FAQs

  • What is the Diamond Visitor Network?

    When on-site, users may only attach their own computing devices (e.g. laptops, tablets, phones) to the Visitor Network.
     

    This is available via WiFi (select 'DLS_VIS') or via the black Cat6 cables on the beamlines.
     

    Access to experimental visit data is read-only from this network. Small volume (<20GB) file transfer is available but please note transfer speeds will be slow.

  • Where is my data?

    Your data will be stored and accessible on the Diamond file system for up to 40 days from the date of your visit.  See here for how to access your data.

    After 40 days, your data will be available from the tape archive. See here for accessing your data from the archive.

  • What kind of hard-drive do I use for the DataDispenser?

    The DataDispenser is a small 'headless' (i.e. No monitor or keyboard attached) Linux computer to which USB hard-drives can be connected. It is operated via a web-interface which will enable the streaming of your data directly to a portable disk that you can take with you when you leave.

    You can use either USB-2 or USB-3 connections. (Newer DataDispensers do not have eSATA interfaces). USB-3 is faster so long as these 3 requirements are all satisfied:
     

    1. Your Disk must be a USB-3 device
    2. The connecting cable must be a USB-3 Cable
    3. You must use a USB-3 port on the DataDispenser.
  • What can I use NoMachine for?

    NoMachine is used to allow Remote Access to Diamond Computers from external sites. You can access computers on beamlines to monitor and control your experiments and you can access cluster resources for analysing your data after your visit has ended. Some data download via NoMachine is also possible. For more information on logging in via NoMachine, see here.

  • What can I access during beamtime?

    You will have access to the beamline systems needed to run your experiments and the data you collect. You will also have access to the internet.
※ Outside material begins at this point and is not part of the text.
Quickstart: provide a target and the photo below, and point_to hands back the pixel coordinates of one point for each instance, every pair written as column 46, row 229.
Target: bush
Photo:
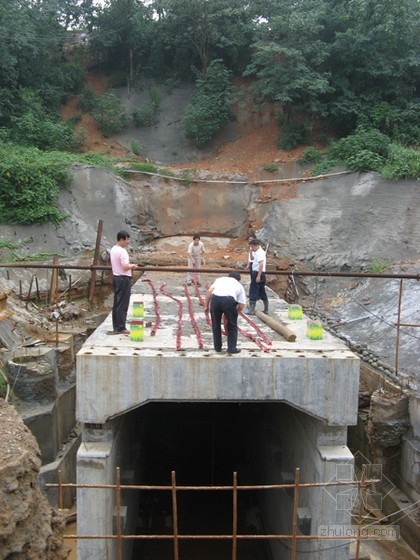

  • How do I log on to Diamond machines?

    During your session you will be able to log on to Diamond's computers using your FedID and password.

    You can also access the beamline desktops remotely via the NoMachine service.

    • During beamtime, you will be able to access all the capabilities of the beamline desktops to control your experiment or process your data.
       
    • After beamtime you'll be able to view your data. (It is not advised to copy your data via NoMachine - use the 'access your data' instructions, or make sure you back-up your data during your session).
  • How do I access my data?

    For access while on-site, see here.

     

    For access after your visit has ended, see here.

  • Who should I contact if something goes wrong?

    During office hours, (08:30 - 17:00, Monday - Friday)

    Outside of office hours, please contact the Experimental Hall Coordinator on x8787.

  • What are the Computing Clusters?

     

    The cluster has a large number of processors etc. available for computing tasks. In order to make these resources available in a fair and open manner the cluster has a job scheduler/resource manager which organises when and where on the cluster your computing task is performed. The scheduler on the Diamond cluster is Univa Grid Engine (UGE).

     

    A basic introduction to the Diamond cluster environment can be found in Confluence - You will need to log in with your FedID and password.